Very helpful tips, thank you! I have been reading a lot of big books these past few years, The Tale of Genji, Washburn edition as the latest. I find that once you finish big books, they become less intimidating. These tips are a great way to begin.😃

dorlynnstarn
Автор

🤣Marie-Kondo it!!!🤣Thanks, Britta!🌷Excellent pieces of advice, all five of them! I usually read the end notes when I’m referred to them in the text. However, I agree on the unpleasant breaking of the reading rhythm and of the enjoyment of the author’s style. This is why, if a passage is dense with notes, I reread it immediately after having read the notes. My latest combination of modern classic + 725 pages was Life: a User’s Manual by Georges Perec. Something which helped me decide to read it, knowing I’d most probably enjoy it, was reading a shorter work by the same author first (Things). I’m aware of the fact that it may not work with all authors, but in this case, for me, it did😊

emmavd
Автор

I had planned to read Middlemarch as a year long read a long and I didn’t even get 4 months in because I loved the book so much I finished it all! 😅

kawaiiwitchbaby
Автор

I I enjoyed your perspective on this very much. It will be very helpful.
My past attempts: I joined a booktube group to read Tomb of sand. Maybe, as you said, it was too large a people but I realized fairly quickly that I was not keeping up. I didn't understand enough about the politics and the hierarchies in India and what changes had happened in the country. I did enjoy listening to the people who did have that information and to hear how much they we're enjoying the book.
For two other Mammoth books I did, as you suggest here, read 35 pages a day, my goal. It worked very well. Luminaries is up next for me. Gulp.

majelthesurreal
Автор

Last year I read Clarissa, which clocks in at 1783 pages. I did like you said and read just a few pages a day. Took me several months but I finished it! I like having a big book that I just read little by little like that.

heyitslori
Автор

#3 is absolutely right - it has worked for me a few times, and I get a few short novels read at the same time!

ianp
Автор

Great points Britta, you can't approach a lot of these books the same way you do normal sized books. I use audio, not just to get into the book, but to get through it. Audio really does help with foreign names and pronunciation. This can even be books written in English. I'm thinking of Hannah Kent's Burial Rites, not that long, but set in 19th century Iceland, and full of Icelandic names. I'm listening to Hisham Matar's My Friends at the moment, which is longish for me, and enjoying the Arabic and Libyan pronunciations.

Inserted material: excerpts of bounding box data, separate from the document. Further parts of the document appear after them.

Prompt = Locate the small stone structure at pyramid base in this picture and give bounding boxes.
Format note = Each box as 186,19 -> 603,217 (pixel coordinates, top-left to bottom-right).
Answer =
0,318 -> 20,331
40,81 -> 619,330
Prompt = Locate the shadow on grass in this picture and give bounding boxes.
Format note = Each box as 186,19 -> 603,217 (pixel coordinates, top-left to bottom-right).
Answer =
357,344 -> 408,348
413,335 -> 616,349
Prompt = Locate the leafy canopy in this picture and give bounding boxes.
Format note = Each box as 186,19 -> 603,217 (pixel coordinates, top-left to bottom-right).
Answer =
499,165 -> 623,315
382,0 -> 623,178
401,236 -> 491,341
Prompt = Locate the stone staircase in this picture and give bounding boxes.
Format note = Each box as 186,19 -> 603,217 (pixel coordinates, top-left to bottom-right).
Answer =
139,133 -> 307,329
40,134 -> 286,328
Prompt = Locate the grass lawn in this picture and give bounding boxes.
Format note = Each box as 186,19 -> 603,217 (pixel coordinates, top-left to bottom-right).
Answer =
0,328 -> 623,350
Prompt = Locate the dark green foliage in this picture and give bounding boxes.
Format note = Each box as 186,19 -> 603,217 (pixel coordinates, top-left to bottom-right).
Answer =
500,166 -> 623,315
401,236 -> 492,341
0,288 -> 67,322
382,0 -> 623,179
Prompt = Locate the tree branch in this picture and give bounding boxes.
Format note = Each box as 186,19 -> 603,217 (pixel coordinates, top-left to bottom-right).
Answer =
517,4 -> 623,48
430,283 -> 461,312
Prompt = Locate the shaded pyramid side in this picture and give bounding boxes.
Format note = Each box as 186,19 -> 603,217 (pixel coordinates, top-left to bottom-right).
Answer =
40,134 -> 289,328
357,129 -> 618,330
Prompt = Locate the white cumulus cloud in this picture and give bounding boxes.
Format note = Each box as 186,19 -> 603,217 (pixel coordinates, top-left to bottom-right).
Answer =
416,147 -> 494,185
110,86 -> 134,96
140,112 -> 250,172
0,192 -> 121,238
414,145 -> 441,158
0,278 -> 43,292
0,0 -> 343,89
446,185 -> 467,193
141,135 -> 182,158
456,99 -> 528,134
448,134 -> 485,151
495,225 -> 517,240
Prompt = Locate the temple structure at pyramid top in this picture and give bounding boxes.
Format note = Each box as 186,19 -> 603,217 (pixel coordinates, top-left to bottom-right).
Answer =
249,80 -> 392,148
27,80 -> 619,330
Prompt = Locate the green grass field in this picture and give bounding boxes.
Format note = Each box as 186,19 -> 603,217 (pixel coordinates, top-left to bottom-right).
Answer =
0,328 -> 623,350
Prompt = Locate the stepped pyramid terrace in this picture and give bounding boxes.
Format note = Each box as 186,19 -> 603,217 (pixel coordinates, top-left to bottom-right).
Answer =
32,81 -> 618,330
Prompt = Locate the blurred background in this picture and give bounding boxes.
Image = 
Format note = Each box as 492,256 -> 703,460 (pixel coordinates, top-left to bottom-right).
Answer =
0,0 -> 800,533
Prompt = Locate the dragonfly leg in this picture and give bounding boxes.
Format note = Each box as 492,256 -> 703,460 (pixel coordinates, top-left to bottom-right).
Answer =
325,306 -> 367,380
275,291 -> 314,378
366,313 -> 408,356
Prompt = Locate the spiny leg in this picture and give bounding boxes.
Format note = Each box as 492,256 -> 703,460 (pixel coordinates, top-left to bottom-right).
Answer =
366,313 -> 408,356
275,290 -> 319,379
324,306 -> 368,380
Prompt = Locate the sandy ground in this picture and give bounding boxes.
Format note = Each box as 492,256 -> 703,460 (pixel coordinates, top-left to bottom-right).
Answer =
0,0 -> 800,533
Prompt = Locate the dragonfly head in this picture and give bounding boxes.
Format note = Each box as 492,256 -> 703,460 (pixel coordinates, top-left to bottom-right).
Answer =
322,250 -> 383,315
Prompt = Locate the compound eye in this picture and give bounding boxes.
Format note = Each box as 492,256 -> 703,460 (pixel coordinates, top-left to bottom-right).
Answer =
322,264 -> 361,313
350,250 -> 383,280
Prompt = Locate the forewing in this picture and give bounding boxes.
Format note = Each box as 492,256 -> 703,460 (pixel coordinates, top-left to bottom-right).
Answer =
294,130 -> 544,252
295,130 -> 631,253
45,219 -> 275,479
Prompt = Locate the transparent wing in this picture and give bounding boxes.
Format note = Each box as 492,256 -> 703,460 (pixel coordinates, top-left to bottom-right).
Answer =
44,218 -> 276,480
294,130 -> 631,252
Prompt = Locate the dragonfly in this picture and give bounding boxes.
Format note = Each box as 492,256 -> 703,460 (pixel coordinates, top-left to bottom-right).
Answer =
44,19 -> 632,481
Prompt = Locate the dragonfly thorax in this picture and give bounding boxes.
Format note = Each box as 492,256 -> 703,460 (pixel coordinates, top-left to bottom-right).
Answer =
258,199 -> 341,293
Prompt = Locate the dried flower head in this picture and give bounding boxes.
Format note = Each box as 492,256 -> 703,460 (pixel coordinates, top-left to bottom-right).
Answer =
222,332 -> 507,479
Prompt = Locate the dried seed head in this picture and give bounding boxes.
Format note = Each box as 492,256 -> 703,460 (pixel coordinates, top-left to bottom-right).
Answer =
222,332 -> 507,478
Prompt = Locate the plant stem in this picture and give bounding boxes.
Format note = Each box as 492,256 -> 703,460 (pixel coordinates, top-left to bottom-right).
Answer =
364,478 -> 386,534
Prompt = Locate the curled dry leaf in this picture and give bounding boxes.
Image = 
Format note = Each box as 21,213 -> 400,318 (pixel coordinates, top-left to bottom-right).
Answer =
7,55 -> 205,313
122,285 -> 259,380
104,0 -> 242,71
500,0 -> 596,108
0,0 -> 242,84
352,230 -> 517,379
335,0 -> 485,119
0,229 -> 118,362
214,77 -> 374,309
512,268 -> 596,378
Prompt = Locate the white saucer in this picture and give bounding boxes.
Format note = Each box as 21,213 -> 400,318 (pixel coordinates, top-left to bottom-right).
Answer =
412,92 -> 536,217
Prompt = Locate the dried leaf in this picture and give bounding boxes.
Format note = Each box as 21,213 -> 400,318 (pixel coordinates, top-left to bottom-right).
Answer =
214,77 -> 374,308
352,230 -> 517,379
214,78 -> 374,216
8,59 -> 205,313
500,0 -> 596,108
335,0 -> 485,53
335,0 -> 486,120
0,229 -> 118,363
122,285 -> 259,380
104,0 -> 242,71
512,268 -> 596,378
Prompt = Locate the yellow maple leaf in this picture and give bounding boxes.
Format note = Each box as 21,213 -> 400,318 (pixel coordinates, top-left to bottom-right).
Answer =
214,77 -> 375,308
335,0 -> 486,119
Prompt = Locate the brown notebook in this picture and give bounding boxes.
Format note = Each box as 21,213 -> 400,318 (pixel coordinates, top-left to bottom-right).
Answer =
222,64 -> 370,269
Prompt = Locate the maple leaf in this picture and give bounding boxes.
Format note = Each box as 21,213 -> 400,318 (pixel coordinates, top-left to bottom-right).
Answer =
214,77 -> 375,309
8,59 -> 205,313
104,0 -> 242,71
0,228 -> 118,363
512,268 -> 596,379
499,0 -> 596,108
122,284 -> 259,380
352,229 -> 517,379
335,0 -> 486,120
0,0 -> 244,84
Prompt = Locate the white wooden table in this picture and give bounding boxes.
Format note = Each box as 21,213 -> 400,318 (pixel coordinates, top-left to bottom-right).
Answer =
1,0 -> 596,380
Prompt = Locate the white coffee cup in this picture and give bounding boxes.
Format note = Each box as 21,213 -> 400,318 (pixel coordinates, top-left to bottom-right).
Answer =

I got through Moby Dick on audio 8-10 years ago. I know that thre is absolutely no way that my interest could have withstood reading the actual book. But I downloaded a free version where each chapter was narrated by a different person. Some famous and accomplished, Simon Callow, Tilda Swinton. Some just regular people who weren't that great as narrators. I listened to it whenever I took my dogs for a walk. And only then. I had absolutely no expectation to listen to it at other times. I enjoyed it that way, with reservations, and never need to read it again!

LouiseReader
Автор

You just gave me a strategy for next semester when I have to get through a 1000 pages textbook. Thank you!!